The diagnosis of PBC-PSC overlap involves a combination of features of both diseases. Typically, patients with either disease in isolation present asymptomatically or report fatigue, pruritus, RUQ abdominal pain, and/or jaundice. In either PBC or PSC there can be mild to moderate elevation in aminotransferase levels, an elevated alkaline phosphatase level, and increased immunoglobulin (IgG and IgM) concentrations. However, specific autoantibodies are a point of differentiation. AMA is a serologic marker present in at least 95% of PBC patients. In contrast, there are no specific serological markers for PSC, but associated autoantibodies include ANA, SMA, and p-anti-neutrophil cytoplasmic antibody (usually in low titers); AMA is virtually absent in PSC patients. Imaging with magnetic resonance cholangiopancreatography is the gold standard for diagnosis of PSC, revealing a characteristic “bead on a string” appearance due to segmental fibrosis of intrahepatic and/or extrahepatic bile ducts with saccular dilatation of normal intervening areas. A liver biopsy is often needed to establish the diagnosis in patients with either disease, in particular for patients suspected to have PBC but with a negative AMA. The histology of patients with PBC is characterized by degenerating bile duct epithelium with ductal obliteration and often formation of a granuloma, called a “florid duct lesion.” Typical liver histology of PSC reveals progressive inflammation and concentric fibrosis of biliary ducts.
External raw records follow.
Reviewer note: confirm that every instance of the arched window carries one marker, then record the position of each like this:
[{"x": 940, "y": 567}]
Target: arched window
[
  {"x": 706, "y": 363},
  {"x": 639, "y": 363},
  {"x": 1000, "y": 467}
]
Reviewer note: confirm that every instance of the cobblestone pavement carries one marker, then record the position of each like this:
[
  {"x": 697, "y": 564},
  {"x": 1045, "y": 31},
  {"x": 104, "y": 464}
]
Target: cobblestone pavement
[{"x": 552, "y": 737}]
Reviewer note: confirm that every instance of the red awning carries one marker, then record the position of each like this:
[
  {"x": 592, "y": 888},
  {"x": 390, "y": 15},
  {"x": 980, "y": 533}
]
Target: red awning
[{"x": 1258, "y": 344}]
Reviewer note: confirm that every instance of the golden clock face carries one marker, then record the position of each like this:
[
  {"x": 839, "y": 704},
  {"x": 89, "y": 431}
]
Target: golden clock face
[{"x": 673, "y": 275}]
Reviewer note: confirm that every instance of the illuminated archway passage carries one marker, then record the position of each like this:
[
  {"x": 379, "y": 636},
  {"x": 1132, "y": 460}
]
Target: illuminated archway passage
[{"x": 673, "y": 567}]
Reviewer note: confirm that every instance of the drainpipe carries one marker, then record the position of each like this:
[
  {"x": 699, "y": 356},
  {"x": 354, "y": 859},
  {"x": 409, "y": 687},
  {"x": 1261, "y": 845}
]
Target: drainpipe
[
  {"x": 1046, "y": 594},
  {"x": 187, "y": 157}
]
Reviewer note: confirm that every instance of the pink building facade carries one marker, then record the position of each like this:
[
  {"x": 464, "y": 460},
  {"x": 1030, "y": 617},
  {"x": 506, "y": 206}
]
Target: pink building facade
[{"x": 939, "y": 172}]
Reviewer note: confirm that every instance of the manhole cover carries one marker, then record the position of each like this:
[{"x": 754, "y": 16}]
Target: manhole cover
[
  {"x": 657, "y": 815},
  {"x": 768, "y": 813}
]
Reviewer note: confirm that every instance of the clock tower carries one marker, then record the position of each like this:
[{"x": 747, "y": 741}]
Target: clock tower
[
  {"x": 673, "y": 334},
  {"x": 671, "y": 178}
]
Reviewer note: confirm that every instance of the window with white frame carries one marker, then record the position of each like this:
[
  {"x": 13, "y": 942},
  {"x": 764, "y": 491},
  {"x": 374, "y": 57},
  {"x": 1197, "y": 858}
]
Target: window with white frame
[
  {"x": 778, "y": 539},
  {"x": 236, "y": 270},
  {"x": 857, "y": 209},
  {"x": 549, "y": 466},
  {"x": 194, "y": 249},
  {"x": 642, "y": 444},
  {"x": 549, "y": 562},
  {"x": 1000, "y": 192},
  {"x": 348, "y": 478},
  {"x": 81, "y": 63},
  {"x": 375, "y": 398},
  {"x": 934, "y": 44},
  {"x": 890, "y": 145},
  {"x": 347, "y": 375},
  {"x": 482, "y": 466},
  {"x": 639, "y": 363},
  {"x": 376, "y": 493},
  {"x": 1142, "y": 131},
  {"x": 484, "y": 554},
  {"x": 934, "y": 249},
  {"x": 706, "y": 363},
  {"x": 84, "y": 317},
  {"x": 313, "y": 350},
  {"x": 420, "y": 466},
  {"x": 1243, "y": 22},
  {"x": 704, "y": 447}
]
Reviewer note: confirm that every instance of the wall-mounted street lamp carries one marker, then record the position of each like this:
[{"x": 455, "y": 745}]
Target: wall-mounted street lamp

Treatment of overlap syndromes lacks clear consensus due to their rarity and the absence of large therapeutic trials. Management is therefore mainly based empirically on data from primary autoimmune hepatobiliary diseases. Ursodeoxycholic acid is the only drug option beneficial in both PBC and PSC and can delay disease progression to cirrhosis. Given the lack of data, it is also not known how the prognoses of such patients differ from those with individual component disorders and if the former group progresses more quickly to cirrhosis. However, as with primary autoimmune hepatobiliary diseases, overlap disease shows a progressive course toward end-stage liver disease and has no curative options. Liver transplantation ultimately remains the only option for such patients.
- “Overlap syndrome” describes forms of autoimmune hepatobiliary disease that have a combination of features of autoimmune hepatitis, primary biliary cirrhosis (PBC), or primary sclerosing cholangitis (PSC); PBC-PSC overlap is rare.
- Treatment of PBC variants with ursodeoxycholic acid may delay disease progression to cirrhosis, but liver transplantation remains the only option in end-stage liver disease secondary to overlap syndromes.